There are other such comments and even the main article cites Science2.0 and distorts the Quantum Randi Challenge. But this one I like especially, because next to telling the world that “one should care about whether Vongehr's idea of science is rational” (thank you Tom, you go boy), he calls me a “postmodern social constructivist” (did he talk to Hank?).


It pretty much confirms what I claim: quantum physics is partially rejected (Tom is one of those silly Joy Christian fanboys who outright reject it) because of such silly fears as that relativism in physics triggers cultural relativism – teach Everett relativity and people stop working; society decays into a drug addicted homosexual orgy-heap or something. We had this before of course, with Einstein’s relativity, and you know the result: Nothing! Because nobody cares about science anyway, especially if it is not telling them what they want to believe. The determinism of totality not only laughs about your "responsible agent" illusions but also determines that you keep them anyway.


Perhaps I do somewhat advocate a social constructivist view, but Tom actually claims that I do so in my essay! Well, there is no social component to the ultimate limits of descriptions, or if there is, I have not invoked it. It is fine if Tom is not intelligent enough to understand that physics is a fundamental description and thus limited by what can be described (e.g.: by a description that describes totality and therefore itself). That is in fact my (partially Wittgenstein’s) postmodern update of the hallmark of (non-post) modern physics, namely observers being limited by the constraints of observation. Kant already said something very similar. So I say that describers are limited by the constraints of description. Where do we mention “social consensus”?

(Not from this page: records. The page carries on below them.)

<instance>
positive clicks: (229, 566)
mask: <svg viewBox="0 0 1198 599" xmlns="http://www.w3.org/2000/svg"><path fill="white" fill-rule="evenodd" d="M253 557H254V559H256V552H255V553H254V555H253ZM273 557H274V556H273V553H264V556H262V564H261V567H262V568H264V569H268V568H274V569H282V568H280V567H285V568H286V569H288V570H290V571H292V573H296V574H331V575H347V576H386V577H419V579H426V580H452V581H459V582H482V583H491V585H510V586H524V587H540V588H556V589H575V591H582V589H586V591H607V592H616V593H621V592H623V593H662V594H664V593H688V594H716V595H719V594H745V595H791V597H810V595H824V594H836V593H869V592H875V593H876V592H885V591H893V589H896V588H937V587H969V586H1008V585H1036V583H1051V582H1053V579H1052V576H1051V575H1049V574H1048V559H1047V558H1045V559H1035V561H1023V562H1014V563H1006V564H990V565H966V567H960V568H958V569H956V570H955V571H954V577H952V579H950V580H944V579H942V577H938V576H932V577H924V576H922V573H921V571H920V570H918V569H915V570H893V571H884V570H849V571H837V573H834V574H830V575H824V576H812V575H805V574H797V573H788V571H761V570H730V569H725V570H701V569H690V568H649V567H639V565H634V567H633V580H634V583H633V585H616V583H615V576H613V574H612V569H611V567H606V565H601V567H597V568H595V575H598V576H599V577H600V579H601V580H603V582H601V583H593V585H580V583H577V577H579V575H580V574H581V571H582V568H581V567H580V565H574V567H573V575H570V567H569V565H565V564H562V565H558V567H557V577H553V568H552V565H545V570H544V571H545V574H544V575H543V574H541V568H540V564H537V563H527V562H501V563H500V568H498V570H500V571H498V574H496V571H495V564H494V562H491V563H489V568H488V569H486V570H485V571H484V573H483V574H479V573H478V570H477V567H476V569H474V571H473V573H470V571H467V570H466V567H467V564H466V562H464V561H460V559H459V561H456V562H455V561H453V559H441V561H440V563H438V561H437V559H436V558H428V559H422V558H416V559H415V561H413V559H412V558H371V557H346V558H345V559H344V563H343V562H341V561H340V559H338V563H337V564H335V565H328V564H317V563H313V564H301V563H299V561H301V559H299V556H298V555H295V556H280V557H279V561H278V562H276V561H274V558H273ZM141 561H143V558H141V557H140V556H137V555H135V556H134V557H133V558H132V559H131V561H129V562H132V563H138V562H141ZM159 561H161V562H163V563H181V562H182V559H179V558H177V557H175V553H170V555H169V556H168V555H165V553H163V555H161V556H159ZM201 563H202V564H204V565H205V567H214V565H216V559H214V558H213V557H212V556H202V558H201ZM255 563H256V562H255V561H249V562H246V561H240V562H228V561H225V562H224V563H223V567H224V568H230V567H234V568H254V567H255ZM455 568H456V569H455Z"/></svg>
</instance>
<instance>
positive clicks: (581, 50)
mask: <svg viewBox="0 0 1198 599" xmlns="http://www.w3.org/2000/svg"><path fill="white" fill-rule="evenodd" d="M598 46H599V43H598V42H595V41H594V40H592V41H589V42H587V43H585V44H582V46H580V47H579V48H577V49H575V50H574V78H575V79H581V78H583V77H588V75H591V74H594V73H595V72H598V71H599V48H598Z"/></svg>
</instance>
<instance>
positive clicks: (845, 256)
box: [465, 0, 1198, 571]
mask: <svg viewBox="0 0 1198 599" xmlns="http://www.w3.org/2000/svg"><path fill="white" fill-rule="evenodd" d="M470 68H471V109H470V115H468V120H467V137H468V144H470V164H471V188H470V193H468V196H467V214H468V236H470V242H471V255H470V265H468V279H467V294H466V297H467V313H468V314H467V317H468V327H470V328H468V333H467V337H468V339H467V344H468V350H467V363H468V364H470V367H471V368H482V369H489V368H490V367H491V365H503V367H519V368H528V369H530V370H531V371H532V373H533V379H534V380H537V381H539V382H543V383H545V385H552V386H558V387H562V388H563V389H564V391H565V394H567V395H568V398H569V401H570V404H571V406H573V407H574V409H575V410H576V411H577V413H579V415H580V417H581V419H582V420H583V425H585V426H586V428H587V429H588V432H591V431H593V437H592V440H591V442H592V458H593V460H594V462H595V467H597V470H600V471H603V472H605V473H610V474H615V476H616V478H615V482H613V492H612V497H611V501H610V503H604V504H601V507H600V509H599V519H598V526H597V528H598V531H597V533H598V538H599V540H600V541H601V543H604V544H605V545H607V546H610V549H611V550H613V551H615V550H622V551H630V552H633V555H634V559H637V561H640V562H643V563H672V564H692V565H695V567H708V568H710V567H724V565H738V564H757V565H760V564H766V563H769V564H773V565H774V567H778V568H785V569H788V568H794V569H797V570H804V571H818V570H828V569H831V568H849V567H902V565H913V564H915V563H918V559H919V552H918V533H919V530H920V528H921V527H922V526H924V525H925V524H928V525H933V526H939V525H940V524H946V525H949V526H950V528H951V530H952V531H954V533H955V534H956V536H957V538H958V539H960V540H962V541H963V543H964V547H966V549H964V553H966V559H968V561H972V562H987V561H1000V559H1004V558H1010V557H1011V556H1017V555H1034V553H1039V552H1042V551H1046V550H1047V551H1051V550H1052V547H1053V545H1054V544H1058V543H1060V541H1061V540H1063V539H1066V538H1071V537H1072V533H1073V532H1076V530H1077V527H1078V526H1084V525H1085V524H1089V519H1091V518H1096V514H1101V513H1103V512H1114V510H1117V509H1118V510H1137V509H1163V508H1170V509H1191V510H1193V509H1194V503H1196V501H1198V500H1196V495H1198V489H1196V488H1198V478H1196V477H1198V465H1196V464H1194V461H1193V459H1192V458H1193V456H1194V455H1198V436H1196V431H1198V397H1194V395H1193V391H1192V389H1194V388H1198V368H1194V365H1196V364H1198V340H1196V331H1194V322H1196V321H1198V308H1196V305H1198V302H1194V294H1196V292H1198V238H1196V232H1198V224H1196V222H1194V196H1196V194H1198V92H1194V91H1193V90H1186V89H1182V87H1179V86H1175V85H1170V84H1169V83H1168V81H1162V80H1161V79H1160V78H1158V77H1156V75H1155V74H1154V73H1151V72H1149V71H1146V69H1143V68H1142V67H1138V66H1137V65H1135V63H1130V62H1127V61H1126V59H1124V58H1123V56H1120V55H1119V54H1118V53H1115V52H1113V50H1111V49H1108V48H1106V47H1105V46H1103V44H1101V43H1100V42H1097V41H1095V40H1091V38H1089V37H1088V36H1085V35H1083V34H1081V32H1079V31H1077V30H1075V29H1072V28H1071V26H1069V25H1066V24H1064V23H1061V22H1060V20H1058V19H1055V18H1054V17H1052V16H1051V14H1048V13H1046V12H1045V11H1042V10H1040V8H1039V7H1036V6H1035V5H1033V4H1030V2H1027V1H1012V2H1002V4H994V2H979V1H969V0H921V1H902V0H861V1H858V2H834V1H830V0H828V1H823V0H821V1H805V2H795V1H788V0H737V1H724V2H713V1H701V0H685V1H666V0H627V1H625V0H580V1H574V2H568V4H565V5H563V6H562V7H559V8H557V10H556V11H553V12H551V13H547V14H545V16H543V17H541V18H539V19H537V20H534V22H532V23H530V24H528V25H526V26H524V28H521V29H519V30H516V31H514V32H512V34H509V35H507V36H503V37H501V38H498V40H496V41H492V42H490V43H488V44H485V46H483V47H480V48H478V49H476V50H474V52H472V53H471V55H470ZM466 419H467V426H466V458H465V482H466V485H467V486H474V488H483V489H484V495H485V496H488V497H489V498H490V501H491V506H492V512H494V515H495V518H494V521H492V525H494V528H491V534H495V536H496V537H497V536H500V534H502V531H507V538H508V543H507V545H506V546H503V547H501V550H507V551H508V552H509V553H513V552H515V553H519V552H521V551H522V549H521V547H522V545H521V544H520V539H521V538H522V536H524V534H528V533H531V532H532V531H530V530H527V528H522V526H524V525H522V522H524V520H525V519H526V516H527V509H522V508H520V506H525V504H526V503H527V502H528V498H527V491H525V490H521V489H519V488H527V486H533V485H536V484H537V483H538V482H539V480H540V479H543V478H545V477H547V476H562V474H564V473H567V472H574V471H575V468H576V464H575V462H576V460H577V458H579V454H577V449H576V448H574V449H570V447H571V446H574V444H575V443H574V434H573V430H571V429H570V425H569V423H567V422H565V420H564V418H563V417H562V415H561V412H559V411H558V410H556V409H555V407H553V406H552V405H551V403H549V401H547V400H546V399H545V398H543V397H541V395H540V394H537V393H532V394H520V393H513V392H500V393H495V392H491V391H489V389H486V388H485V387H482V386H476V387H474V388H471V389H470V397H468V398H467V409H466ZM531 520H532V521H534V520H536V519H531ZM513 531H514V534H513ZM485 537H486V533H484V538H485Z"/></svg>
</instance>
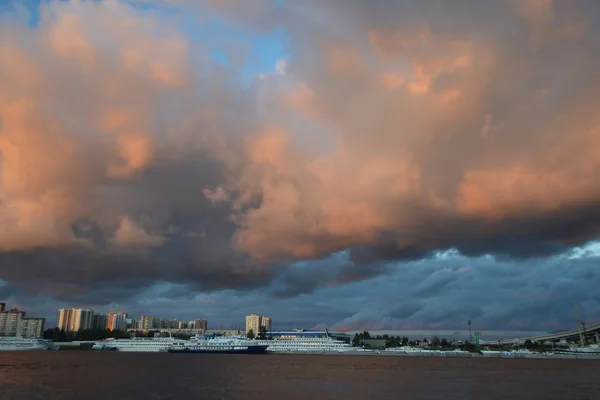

Tom adds such strawmen as:

“an objective model is not interpreted into existence by the language of the observer, nor is it dependent on such language for objective validity.”

Nor did I ever claim such nonsense!

”Vongehr's strawman argument -- in which he asserts with absolutely no support that most scientists are naive realists”
Never claimed that either. A double strawman! I wrote that there is a tacit direct realism for example in the concept of “actualization” and that many scientists do not properly distinguish different realisms, which two persons who even published on the nonlocality-versus-realism issue admitted to me actually committing themselves! Tom perhaps projects his own silly arrogance claiming that most scientists do not know social constructivism.

Tom tells people I claim that

“Wheeler's utterly simple idea is to assume the quantum … ”

Wow! Given the smallness of the paragraph about what my suggestion for Wheeler’s idea is, this would be the reading comprehension of a ten year old (remember, he is writer and editor by trade for crying out loud!). Moreover, it is the “simple idea that demands the quantum”. How could it possibly just assume the quantum?

“… and accept nonlocality as physical law.”

I explicitly defined “apparent non-locality” and described it as emergent from something strictly Einstein-local. Here perhaps one can see most clearly that some of those who rant against my ideas are not just mistaken but outright malicious and out to smear people with idiotic lies.


I wonder why. Does it at least make them happy? You Joys and Toms and Motls out there: Prozac is not for everyone, but it may well be for you!